The Ger receptor family from sporulating bacteria

Abstract

Bacterial spores are specialized cells that are exceptionally resistant to environmental stress. Spores convert back to actively growing cells, a process called germination, upon nutrient detection. The most common, initial step in the germination process is the recognition of small molecule germinants by germination (Ger) receptors. Ger receptors are inner-membrane heterocomplexes formed by three distinct protein products, the A-, B-, and C-subunits. In this review, we discuss and contrast published reports on representative Ger receptors from different Bacilli and Clostridia. We also present evidence for unrecognized germination pathways independent of Ger receptors. We further emphasize the function of L-alanine as a universal germinant. We also comment on biochemical aspects of germinant recognition and interaction between Ger receptor proteins. We propose that there are six general strategies used by Bacilli and Clostridia to integrate multiple germination signals. The use of different germinant recognition strategies results in germination response flexibility. Consequently, sporulating bacterial species that use the same biomolecules as germination signals can have different germination profiles. Finally, we discuss future directions for understanding the function of Ger receptors.

Figure 1

Model of the quintessential germination receptor GerA from B. subtilis. Suggested topology and localization of the GerAA, GerAB, and GerAC proteins are shown. All other Ger receptors are believed to fold in a similar fashion (adapted from Moir et al., 2002).

Figure 2

Idealized B. anthracis germination kinetics analysis. (a) B. anthracis spores were treated with increasing amounts of inosine at a fixed L-alanine concentration (Akoachere et al., 2007). Germination rates were calculated from the change in optical density over time (grey bar). (b) Plotting germination rate vs. inosine concentration gave a hyperbolic curve indicating saturation of specific receptor sites. (c) Double reciprocal plots were used to calculate inosine's apparent binding constant (K_m) and the maximal apparent rate (V_max). (d) This process was repeated at different fix L-alanine concentrations to obtain a family of double reciprocal plots. V_max increased with increasing L-alanine concentrations indicating that inosine and alanine bind to separate sites (Segel, 1993).
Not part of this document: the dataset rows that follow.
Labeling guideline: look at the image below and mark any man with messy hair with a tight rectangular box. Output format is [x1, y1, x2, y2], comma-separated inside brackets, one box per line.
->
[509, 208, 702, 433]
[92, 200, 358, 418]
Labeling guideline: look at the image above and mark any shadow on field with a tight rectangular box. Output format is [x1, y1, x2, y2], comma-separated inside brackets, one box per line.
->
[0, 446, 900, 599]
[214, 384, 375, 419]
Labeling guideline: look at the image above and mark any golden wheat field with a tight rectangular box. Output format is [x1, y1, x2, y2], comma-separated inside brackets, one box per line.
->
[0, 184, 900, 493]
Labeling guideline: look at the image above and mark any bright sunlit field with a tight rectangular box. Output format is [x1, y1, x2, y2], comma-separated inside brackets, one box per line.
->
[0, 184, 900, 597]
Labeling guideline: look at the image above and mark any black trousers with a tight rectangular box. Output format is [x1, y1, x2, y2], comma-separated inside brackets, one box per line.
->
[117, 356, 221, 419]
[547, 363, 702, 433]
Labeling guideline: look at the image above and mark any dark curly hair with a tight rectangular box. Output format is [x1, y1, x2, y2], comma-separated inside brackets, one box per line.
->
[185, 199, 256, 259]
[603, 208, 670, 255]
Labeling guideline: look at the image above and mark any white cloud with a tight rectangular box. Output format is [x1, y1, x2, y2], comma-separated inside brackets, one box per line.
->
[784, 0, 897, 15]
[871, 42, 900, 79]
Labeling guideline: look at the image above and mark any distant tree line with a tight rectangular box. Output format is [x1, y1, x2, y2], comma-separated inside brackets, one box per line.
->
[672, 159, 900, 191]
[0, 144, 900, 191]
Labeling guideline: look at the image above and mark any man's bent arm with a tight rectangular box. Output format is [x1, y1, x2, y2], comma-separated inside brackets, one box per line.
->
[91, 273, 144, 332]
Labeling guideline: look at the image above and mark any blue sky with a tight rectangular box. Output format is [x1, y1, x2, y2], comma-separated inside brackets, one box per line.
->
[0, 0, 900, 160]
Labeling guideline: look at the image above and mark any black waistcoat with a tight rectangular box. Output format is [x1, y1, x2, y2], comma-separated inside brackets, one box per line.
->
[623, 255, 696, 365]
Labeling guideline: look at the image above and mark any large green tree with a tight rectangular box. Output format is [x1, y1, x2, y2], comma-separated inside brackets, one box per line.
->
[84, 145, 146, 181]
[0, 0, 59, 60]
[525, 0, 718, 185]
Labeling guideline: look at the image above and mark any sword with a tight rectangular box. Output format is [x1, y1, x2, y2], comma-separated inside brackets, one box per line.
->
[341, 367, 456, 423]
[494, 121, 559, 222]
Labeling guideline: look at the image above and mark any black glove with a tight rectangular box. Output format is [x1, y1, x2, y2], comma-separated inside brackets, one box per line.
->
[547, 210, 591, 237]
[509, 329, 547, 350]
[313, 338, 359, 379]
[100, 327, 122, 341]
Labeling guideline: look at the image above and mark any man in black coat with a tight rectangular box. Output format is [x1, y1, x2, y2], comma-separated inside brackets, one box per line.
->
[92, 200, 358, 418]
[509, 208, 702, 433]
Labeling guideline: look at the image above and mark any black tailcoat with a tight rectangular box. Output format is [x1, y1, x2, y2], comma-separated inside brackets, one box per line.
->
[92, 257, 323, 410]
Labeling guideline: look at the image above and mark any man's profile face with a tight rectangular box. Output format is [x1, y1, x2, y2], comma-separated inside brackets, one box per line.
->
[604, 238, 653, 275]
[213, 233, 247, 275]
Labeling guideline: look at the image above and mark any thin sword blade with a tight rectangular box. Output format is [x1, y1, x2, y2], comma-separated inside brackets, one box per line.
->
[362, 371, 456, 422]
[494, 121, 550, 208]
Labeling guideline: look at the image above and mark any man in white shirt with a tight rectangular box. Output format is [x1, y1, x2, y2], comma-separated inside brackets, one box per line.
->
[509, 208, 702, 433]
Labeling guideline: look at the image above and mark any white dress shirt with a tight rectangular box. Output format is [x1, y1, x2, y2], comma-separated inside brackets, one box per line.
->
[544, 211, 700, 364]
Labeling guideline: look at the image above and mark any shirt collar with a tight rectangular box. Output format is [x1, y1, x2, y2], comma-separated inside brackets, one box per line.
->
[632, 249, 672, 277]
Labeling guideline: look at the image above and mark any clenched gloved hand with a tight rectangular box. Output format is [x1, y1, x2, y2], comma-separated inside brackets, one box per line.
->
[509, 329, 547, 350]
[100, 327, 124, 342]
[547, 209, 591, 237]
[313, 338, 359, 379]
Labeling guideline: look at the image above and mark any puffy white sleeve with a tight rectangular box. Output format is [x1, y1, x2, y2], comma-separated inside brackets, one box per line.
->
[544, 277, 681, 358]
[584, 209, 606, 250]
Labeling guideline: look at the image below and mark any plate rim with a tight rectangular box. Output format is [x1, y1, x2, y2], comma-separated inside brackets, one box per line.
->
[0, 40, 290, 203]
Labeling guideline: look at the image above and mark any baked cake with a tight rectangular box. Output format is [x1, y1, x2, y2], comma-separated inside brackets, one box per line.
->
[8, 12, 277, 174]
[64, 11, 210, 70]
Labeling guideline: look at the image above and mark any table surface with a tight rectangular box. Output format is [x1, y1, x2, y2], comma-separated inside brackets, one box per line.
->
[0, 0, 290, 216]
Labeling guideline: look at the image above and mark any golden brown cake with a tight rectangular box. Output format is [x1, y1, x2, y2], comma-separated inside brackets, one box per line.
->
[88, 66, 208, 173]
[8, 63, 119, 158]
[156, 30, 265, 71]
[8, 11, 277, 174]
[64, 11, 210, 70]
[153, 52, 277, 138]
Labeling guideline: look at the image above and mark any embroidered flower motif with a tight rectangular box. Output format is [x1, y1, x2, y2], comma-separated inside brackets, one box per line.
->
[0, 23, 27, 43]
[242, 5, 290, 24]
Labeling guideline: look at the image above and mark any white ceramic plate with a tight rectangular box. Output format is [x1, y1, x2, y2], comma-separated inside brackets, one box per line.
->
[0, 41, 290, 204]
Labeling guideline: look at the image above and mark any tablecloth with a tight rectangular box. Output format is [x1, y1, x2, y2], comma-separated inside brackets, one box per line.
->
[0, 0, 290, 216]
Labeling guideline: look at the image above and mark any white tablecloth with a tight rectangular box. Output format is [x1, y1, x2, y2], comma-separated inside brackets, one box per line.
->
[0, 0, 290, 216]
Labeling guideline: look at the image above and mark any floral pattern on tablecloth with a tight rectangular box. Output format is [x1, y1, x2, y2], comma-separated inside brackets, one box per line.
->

The spore's affinity for inosine also increased with increasing L-alanine concentration revealing cooperativity between their receptors. The intersection of the curve family at a single point strongly supports the notion that both germinants are present simultaneously on their receptor(s).

Figure 3

Strategies for spore germination. Boxed letters represent germinants. White and black hourglasses represent Ger receptors that recognize a single germinant. Grey hourglasses represent Ger receptors that recognize multiple germinants. Arrows represent germination. (a) A single germinant triggers germination by activating its cognate Ger receptor. (b) A single germinant can trigger germination through multiple independent Ger receptors. (c) A single germinant must activate different Ger receptors simultaneously. (d) Multiple germinants must interact individually with their cognate receptors. (e) A single Ger receptor can be independently activated by different germinants. (f) A single Ger receptor must interact with multiple germinants to be activated.